Kurtz frunció el ceño y se levantó para irse.
—No pensarás conducir, ¿verdad? —le preguntó Arlene.
—No puedo. Los polis tienen mi Pinto. Seguramente estará en un depósito o rodeado de cinta amarilla en la escena del crimen.
—Es probable que eso mejore su aspecto —dijo Arlene, y apagó su cigarrillo—. ¿Quieres que te lleve?
—Todavía no. Cogeré un taxi, tengo gente con la que hablar.
—Pruno está en su octubre sabático, ¿recuerdas?
—Lo recuerdo —dijo Kurtz. Uno de sus mejores informadores de la calle, un viejo vagabundo borracho, desaparecía cada octubre durante semanas. Nadie sabía adónde iba.
—Deberías hablar con esa Ferrara —le sugirió Arlene—. Está enterada de todos los asuntos turbios que suceden en la ciudad. Normalmente porque está implicada en ellos.
—Sí —dijo Kurtz—. Lo que me recuerda que va a pasarse por aquí un mafioso vestido de Armani para dejar una carpeta llena de papeles. No le dispares con el arma que guardas bajo el escritorio.
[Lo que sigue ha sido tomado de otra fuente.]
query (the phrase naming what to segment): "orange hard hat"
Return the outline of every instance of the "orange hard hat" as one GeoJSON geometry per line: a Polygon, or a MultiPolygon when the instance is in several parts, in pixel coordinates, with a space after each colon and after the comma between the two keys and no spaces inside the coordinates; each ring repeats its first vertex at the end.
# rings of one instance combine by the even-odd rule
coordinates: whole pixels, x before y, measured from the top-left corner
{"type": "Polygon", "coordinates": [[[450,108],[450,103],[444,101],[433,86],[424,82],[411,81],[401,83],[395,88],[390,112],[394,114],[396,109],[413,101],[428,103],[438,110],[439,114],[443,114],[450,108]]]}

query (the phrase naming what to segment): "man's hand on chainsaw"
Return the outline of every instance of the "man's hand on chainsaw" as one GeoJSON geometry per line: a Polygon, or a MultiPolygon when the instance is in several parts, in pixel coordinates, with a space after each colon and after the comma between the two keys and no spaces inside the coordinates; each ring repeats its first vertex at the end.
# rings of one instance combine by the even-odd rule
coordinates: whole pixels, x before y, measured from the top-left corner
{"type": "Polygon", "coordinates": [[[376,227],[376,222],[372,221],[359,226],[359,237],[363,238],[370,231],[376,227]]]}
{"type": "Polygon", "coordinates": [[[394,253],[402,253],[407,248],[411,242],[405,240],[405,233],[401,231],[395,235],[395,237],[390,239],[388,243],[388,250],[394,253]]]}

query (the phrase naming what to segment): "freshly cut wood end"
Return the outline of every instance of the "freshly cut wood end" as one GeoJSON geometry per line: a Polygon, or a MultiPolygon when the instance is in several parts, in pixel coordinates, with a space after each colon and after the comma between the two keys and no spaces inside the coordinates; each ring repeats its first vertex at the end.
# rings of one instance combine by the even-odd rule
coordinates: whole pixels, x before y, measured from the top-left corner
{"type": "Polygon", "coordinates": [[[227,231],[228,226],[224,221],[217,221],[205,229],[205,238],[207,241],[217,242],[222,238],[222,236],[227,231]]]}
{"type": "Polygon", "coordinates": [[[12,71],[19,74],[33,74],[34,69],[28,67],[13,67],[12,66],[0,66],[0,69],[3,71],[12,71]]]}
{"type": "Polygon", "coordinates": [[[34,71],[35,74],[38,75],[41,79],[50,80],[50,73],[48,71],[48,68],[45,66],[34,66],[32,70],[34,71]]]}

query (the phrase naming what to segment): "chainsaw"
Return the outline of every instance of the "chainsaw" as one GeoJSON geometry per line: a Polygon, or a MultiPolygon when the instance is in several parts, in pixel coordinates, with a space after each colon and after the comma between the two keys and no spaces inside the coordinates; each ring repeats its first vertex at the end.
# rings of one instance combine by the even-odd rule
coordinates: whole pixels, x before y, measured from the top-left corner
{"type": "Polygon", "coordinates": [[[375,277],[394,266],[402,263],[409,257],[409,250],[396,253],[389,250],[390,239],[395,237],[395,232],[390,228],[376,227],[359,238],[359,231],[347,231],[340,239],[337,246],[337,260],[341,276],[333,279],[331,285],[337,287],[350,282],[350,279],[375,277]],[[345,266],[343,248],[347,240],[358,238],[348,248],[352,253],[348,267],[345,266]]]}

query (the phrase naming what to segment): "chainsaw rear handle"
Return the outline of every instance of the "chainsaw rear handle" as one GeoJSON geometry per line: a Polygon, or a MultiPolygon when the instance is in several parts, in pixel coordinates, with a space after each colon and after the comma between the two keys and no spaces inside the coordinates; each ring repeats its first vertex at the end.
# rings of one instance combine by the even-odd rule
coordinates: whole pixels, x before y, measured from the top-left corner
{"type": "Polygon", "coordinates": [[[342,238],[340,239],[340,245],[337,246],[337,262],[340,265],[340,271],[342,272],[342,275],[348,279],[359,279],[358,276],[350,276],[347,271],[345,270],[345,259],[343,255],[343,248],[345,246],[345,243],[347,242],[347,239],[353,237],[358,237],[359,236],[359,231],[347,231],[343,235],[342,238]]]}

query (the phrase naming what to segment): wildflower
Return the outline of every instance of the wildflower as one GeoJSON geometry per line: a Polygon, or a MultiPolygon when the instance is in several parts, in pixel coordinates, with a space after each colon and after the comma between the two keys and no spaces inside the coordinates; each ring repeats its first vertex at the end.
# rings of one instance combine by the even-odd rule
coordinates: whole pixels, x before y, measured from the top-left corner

—¿Un tipo de la mafia vestido de Armani?
—Colin.
—Un tipo de la mafia llamado Colin —dijo Arlene—. La herida en la cabeza te está creando alucinaciones, Joe.
—Recógeme a las nueve y media en el Harbor Inn —dijo Kurtz—. Iremos juntos al centro cívico.
—A las nueve y media. ¿Vas a durar tanto?
Kurtz se tocó el ala de su sombrero y salió por la puerta para bajar las escaleras. Había treinta y nueve escalones. Todos le dolieron.